If I can, should I?
I'm guessing that your idea is to make a single pass with the router set to a depth of 1".
For your project, I would not recommend the single-pass approach in MDF, or any analogous material for that matter, even with a 1/2" shank router bit with spiral flutes designed to clear the shavings out of the dado.
Instead I heartily suggest making several passes at increasing depths, removing perhaps 1/4" of depth or less on each pass. For this, a 1/4" shank 1" diameter carbide bit would be adequate if you dropped the bit into the collet as deeply as functional, perhaps pulling it out a ways, if necessary, for the final pass.

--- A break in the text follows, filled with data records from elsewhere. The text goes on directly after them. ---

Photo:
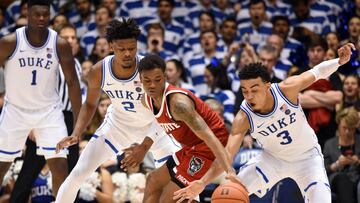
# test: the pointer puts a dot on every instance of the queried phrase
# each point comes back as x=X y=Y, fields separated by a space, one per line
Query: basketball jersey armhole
x=248 y=115
x=281 y=94
x=17 y=37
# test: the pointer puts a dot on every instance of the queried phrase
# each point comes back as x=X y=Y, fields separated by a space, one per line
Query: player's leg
x=30 y=170
x=155 y=182
x=259 y=174
x=168 y=193
x=310 y=175
x=95 y=153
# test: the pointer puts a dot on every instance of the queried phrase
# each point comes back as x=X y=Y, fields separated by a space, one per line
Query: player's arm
x=182 y=109
x=295 y=84
x=239 y=128
x=67 y=64
x=8 y=45
x=88 y=109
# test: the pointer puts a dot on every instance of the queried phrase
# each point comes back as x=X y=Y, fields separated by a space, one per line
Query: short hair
x=151 y=62
x=156 y=26
x=253 y=71
x=124 y=29
x=38 y=3
x=208 y=13
x=207 y=31
x=253 y=2
x=277 y=18
x=228 y=19
x=171 y=2
x=317 y=40
x=65 y=26
x=107 y=9
x=349 y=115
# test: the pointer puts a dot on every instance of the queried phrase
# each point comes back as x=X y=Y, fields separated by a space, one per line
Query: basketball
x=230 y=193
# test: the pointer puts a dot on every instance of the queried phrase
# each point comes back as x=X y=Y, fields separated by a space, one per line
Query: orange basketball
x=230 y=193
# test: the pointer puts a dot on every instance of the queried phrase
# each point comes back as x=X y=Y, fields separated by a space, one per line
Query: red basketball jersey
x=179 y=130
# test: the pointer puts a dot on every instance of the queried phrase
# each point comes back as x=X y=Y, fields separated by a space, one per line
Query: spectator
x=175 y=75
x=351 y=89
x=319 y=99
x=102 y=18
x=341 y=156
x=258 y=29
x=220 y=88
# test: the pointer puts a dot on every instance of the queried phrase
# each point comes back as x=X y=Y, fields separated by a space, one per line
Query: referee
x=32 y=162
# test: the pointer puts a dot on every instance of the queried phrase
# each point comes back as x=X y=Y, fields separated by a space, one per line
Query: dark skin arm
x=183 y=109
x=7 y=44
x=88 y=109
x=67 y=64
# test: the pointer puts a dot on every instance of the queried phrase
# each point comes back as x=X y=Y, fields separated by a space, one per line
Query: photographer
x=341 y=156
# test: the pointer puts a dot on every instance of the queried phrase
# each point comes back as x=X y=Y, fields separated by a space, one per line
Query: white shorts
x=47 y=124
x=121 y=136
x=262 y=172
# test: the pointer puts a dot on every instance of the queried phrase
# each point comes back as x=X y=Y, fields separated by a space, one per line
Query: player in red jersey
x=199 y=130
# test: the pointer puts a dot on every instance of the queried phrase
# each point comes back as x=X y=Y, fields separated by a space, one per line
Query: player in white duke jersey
x=126 y=121
x=31 y=57
x=272 y=115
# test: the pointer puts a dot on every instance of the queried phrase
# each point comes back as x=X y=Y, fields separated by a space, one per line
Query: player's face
x=153 y=82
x=171 y=72
x=39 y=17
x=125 y=51
x=255 y=92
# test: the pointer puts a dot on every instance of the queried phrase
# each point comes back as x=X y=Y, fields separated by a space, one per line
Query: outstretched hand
x=66 y=142
x=134 y=155
x=345 y=52
x=190 y=192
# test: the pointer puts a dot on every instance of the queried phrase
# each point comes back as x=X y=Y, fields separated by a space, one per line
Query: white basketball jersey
x=31 y=73
x=125 y=95
x=284 y=132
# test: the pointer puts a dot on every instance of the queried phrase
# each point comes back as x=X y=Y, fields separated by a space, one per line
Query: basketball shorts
x=262 y=172
x=47 y=125
x=190 y=164
x=119 y=136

Better yet, hog out the bulk of each of the channels in several passes with a 3/8" or 1/2" diameter router bit, then make a final pass at full depth with your (still super-sharp) 1" diameter router bit to obtain your precise width and depth.
Hope this helps.
FWIW: I'd skip the rectangular tubing and router approach. I'd use flat stock and cut wide kerfs that are 1" deep using a long strait-edge clamped in place and a skill saw with a heavy (thick) blade that will cut wide kerfs (e.g. 1/8" wide kerfs).
FWIW #2: Whether you use lengths of tubing or flat stock, your door will still be prone to warping, even if you embed lengths of metal stock in multiple orientations. To counteract the tendency to warp, you'd need to embed a rectangular metal frame. ... or don't embed anything: use lockset hardware similar to that which is used with French doors. That hardware will secure your door at the top and bottom, keeping it flat.
FWIW #2a: If you don't believe FWIW#2, prove it to yourself by gluing some bamboo skewers in the pattern of your choice to a sheet of heavy paper. Once dry, you'll find that the paper is quite flexible (warp-able) even without bending the bamboo skewers.